By Mike Elswick melswick@news-journal.com

One of the latest shipments leaving Longview’s ETR Transfer Services offers a good clue on how the firm’s business is doing — it’s growing in a big way.

In late July, ETR’s crew loaded up and shipped the largest cooling system it has ever produced, according to Nathan Linseisen, vice president. The 36,000-pound heat exchange unit was headed to South Texas where it will provide cooling duties for an energy firm’s facility near Three Rivers.

Sheldon Adcock, plant manager, said the shipment of the huge propane condenser represents one reason business is booming for the longestablished firm that specializes in cooling systems. “The majority of our business is tied to the natural gas industry,” Adcock said last week.

The fact the natual gas industry is booming in Texas with major new discoveries of gas locked deep below the earth’s surface in shale formations with names like the Haynesville, Barnett and Eagle Ford shale, has provided a boom for ETR Services, he said. Adcock, who joined the company this past November, said ETR has increased its employment level about 40 percent just since he’s arrived on the scene.

“We’ve gone from about 20 employees to about 28 now — and we’re looking for more,” he said. Welders and general laborers are needed, Adcock said. “We’ve done a lot of work over in the Barnett Shale area by Fort Worth and a lot here in the Haynesville,” he said. The best could be yet to come for ETR, Adcock said. “With the Eagle Ford (shale) in South Texas we expect to continue to grow,” he said. Development of tapping into the energy sources in Eagle Ford are in their early stages. “And, we’ve picked up some international business,” he said. ETR’s units have gone to several locations in South America and Adcock said he expects the international market for the company’s products and expertise to also continue to grow. “We have a good backlog of orders,” said Adcock, who came from an industry energy background in West Texas before relocating to Longview in 2010.

About ETR

Leroy Linseisen is president of East Texas Radiator and its sister company ETR Services.

Those companies, which he founded, have been helping take the heat out of oil, gas and mining operations for nearly 40 years.

Linseisen’s designing and manufacturing industrial cooling systems grew so much that he had to moved from a 5,000-square-foot building behind his shop to a 30,000-square-foot operation that designs and builds coolers. ETR moved to its present location just off of West Marshall Avenue at 100 Coolant Lane in 2007.

East Texas Radiator has been selling and servicing cooling systems since 1972. Its ETR Services division began designing and building such systems in the past decade.
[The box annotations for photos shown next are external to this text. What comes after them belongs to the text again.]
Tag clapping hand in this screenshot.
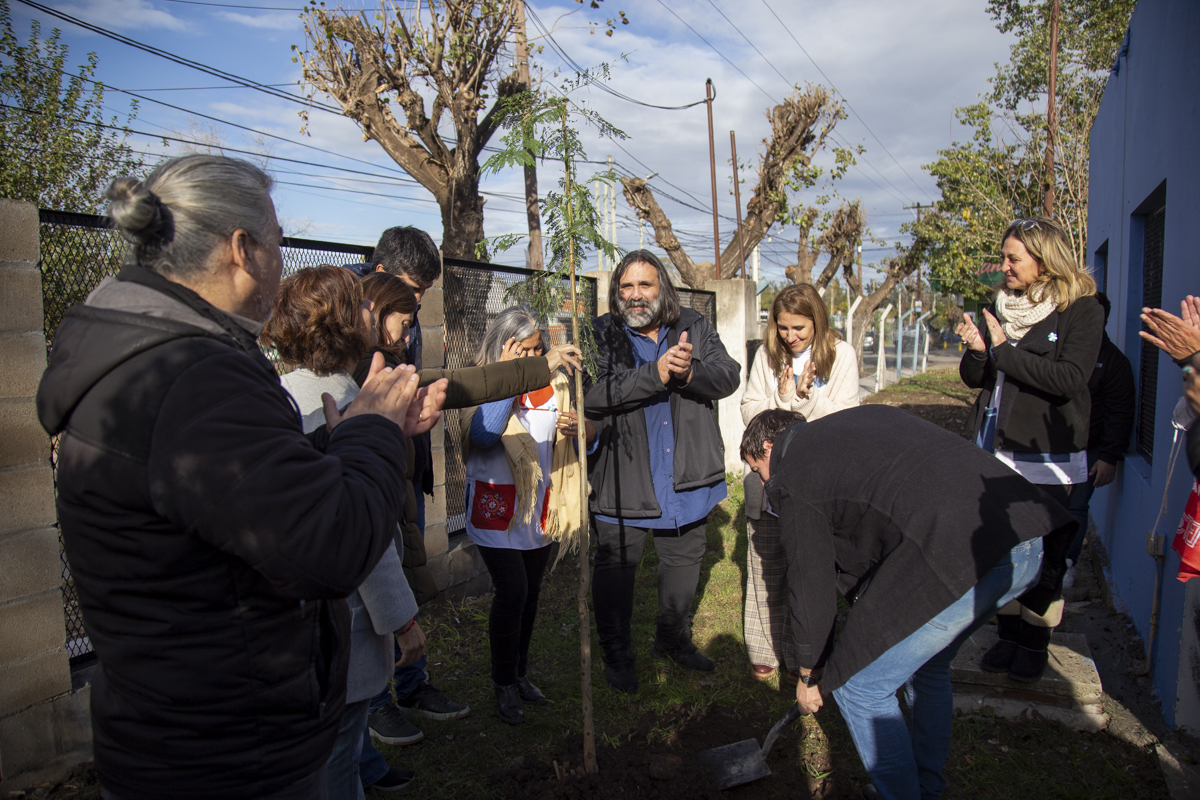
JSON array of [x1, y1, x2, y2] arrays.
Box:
[[320, 353, 422, 433], [779, 365, 796, 399], [796, 359, 817, 399], [659, 331, 691, 386], [954, 314, 988, 353], [1138, 295, 1200, 360]]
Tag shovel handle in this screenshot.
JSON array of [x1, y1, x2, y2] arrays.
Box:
[[762, 703, 804, 760]]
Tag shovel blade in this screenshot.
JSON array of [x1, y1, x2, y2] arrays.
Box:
[[698, 739, 770, 789]]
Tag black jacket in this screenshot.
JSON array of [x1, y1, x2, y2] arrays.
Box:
[[767, 405, 1079, 692], [37, 269, 404, 800], [583, 308, 740, 519], [959, 297, 1104, 453], [1087, 331, 1138, 464], [353, 348, 550, 606]]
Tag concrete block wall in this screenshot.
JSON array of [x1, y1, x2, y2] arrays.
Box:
[[0, 199, 91, 793], [420, 272, 492, 599]]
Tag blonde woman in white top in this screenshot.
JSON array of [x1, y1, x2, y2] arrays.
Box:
[[742, 283, 858, 681]]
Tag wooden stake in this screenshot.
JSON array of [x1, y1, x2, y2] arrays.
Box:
[[562, 108, 598, 772]]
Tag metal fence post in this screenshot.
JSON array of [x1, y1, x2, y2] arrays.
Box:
[[912, 311, 934, 375], [875, 303, 892, 391]]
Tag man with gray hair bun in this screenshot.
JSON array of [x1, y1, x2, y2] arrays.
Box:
[[584, 249, 740, 693], [37, 156, 445, 800]]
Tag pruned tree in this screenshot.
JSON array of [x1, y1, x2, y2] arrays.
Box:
[[620, 85, 854, 289], [925, 0, 1135, 297], [480, 65, 625, 772], [784, 206, 821, 283], [841, 211, 943, 368], [809, 200, 866, 289], [0, 0, 144, 213], [293, 0, 518, 258]]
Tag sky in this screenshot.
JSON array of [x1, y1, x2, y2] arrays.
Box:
[[8, 0, 1013, 281]]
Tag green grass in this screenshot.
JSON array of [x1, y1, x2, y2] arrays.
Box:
[[368, 479, 1165, 800], [876, 368, 977, 405]]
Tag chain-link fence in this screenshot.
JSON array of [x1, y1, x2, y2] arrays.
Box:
[[38, 209, 372, 664], [676, 287, 716, 327], [442, 258, 596, 535]]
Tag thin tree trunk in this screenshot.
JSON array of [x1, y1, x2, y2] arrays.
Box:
[[512, 0, 546, 270], [562, 110, 599, 772]]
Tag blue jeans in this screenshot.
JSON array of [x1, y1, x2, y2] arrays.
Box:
[[1067, 470, 1096, 563], [359, 724, 391, 789], [328, 699, 367, 800], [833, 539, 1042, 800], [367, 487, 428, 714]]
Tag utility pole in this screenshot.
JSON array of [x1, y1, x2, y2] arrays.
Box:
[[605, 156, 617, 271], [716, 131, 746, 281], [704, 78, 721, 281], [896, 201, 921, 313], [512, 0, 546, 270], [592, 180, 605, 272], [1042, 0, 1058, 217]]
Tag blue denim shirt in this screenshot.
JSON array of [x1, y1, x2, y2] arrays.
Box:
[[596, 325, 728, 530]]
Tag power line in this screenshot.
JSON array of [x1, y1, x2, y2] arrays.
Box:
[[526, 5, 708, 112], [70, 70, 418, 184], [658, 0, 911, 204], [17, 0, 342, 116], [159, 0, 304, 11], [758, 0, 929, 198], [123, 83, 295, 91]]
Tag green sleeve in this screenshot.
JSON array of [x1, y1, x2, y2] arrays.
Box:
[[420, 356, 550, 408]]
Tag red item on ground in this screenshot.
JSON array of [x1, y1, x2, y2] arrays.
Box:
[[1171, 481, 1200, 583]]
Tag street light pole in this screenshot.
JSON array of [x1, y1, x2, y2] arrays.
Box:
[[704, 78, 721, 281]]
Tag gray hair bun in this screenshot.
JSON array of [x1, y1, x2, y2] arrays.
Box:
[[106, 178, 170, 245]]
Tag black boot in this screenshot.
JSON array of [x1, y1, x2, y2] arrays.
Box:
[[979, 614, 1021, 672], [600, 631, 637, 694], [517, 675, 550, 705], [650, 624, 713, 672], [1008, 620, 1054, 684], [496, 684, 524, 724]]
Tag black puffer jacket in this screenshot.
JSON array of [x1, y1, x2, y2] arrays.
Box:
[[959, 297, 1104, 453], [766, 405, 1079, 694], [38, 270, 404, 800], [583, 308, 740, 519]]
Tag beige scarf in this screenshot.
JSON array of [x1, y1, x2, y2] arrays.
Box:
[[462, 372, 583, 566], [996, 289, 1055, 344], [544, 372, 587, 566]]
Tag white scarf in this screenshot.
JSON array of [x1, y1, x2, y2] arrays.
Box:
[[996, 289, 1055, 344]]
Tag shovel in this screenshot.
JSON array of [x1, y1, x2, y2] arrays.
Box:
[[698, 703, 802, 789]]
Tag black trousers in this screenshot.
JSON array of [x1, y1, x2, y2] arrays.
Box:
[[478, 545, 551, 686], [592, 516, 708, 669]]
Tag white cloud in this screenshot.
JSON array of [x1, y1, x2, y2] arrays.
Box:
[[52, 0, 187, 31], [217, 11, 302, 31]]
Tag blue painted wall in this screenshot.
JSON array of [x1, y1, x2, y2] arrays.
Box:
[[1087, 0, 1200, 729]]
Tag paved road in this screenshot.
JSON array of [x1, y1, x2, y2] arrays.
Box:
[[858, 345, 962, 399]]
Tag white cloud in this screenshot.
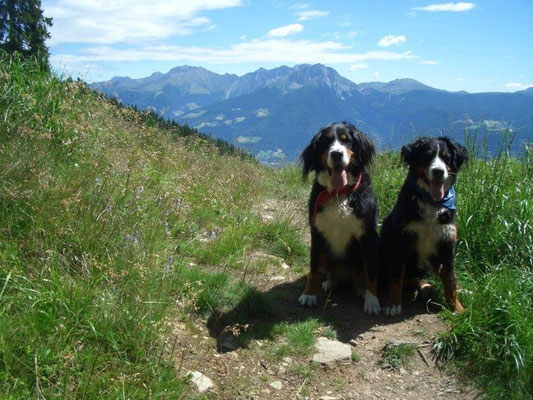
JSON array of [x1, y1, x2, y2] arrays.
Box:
[[43, 0, 241, 46], [51, 39, 419, 73], [289, 3, 309, 10], [333, 31, 357, 39], [378, 35, 407, 47], [348, 63, 368, 71], [296, 10, 329, 21], [267, 24, 304, 38], [411, 2, 476, 12], [505, 82, 533, 90]]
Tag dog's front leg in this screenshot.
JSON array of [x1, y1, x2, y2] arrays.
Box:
[[361, 233, 381, 315], [385, 254, 406, 316], [298, 232, 326, 307]]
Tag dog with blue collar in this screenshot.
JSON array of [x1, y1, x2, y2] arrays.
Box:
[[379, 137, 468, 316]]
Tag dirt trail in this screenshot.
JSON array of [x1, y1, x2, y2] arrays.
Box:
[[172, 202, 479, 400]]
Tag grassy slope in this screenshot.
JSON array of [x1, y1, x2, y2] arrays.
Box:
[[0, 55, 533, 399], [0, 54, 306, 399]]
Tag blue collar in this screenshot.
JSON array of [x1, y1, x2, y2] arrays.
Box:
[[437, 186, 456, 210], [409, 179, 456, 210]]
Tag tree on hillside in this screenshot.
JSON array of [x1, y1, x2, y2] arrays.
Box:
[[0, 0, 52, 68]]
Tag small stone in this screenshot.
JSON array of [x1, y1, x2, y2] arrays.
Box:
[[189, 371, 214, 393], [220, 335, 239, 351], [270, 381, 283, 390], [313, 337, 352, 364]]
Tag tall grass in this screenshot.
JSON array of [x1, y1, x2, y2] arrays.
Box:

Linseisen, in an earlier interview, said he recognized the need for locally manufactured cooling systems because no one in East Texas was making gas well-head compressor units. Most gas coolers are produced in Tulsa, Okla., with a few manufacturers in Houston.
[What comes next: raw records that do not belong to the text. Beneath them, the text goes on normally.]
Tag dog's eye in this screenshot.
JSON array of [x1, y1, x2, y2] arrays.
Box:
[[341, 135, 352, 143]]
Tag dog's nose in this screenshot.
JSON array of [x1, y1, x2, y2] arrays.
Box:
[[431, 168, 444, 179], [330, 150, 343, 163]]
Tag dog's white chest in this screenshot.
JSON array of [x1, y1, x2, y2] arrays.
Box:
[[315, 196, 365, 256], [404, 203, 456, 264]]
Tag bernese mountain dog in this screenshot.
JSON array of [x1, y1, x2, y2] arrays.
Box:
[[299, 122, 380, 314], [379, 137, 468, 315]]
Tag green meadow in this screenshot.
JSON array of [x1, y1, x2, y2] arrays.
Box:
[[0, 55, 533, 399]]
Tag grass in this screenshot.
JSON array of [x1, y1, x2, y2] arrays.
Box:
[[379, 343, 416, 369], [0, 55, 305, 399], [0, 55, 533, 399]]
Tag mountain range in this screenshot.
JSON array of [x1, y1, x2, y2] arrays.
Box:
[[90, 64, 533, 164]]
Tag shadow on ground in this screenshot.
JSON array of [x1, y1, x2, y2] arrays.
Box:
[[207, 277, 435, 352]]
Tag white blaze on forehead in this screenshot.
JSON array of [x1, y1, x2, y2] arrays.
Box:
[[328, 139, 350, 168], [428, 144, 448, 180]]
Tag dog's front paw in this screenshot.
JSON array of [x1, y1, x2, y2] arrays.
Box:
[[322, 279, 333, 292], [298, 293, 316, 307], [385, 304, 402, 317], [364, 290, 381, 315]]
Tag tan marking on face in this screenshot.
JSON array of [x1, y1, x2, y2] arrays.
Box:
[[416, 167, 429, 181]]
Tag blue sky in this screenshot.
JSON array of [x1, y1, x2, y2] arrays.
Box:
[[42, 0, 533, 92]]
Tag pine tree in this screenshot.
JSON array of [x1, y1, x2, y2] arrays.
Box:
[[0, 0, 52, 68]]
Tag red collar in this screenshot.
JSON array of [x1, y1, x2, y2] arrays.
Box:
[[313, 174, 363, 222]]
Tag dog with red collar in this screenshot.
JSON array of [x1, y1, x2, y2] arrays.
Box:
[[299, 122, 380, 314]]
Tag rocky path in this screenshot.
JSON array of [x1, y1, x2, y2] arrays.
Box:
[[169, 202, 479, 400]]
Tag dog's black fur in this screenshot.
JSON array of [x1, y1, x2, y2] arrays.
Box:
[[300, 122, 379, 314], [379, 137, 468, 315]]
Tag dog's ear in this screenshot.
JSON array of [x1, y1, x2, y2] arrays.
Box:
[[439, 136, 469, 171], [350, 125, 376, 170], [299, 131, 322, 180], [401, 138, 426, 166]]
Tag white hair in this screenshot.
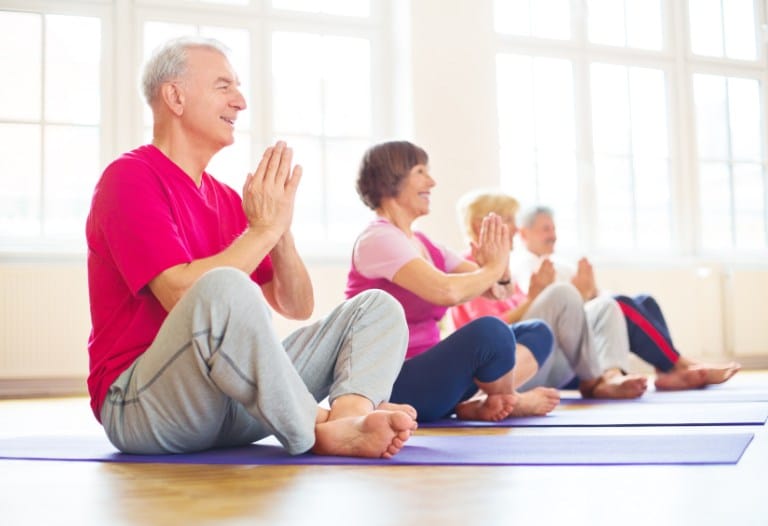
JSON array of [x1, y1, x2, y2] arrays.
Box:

“We started by servicing units. Then we realized there's a big demand for this in the energy industry today,” he had said. Today, besides his son Nathan, who serves as vice president, another son, Bryon Linseisen is active in the company and serves as quality control inspector.

The bulk of ETR’s customers are in the natural gas industry, which uses the Longview company’s products in production, pipelines and in the actual processing plants.

The compressors are necessary when a natural gas well has ceased to flow freely, Linseisen said.

After the pressure of a self-producing well slows down, a compressor is fitted on to help get more gas from the well.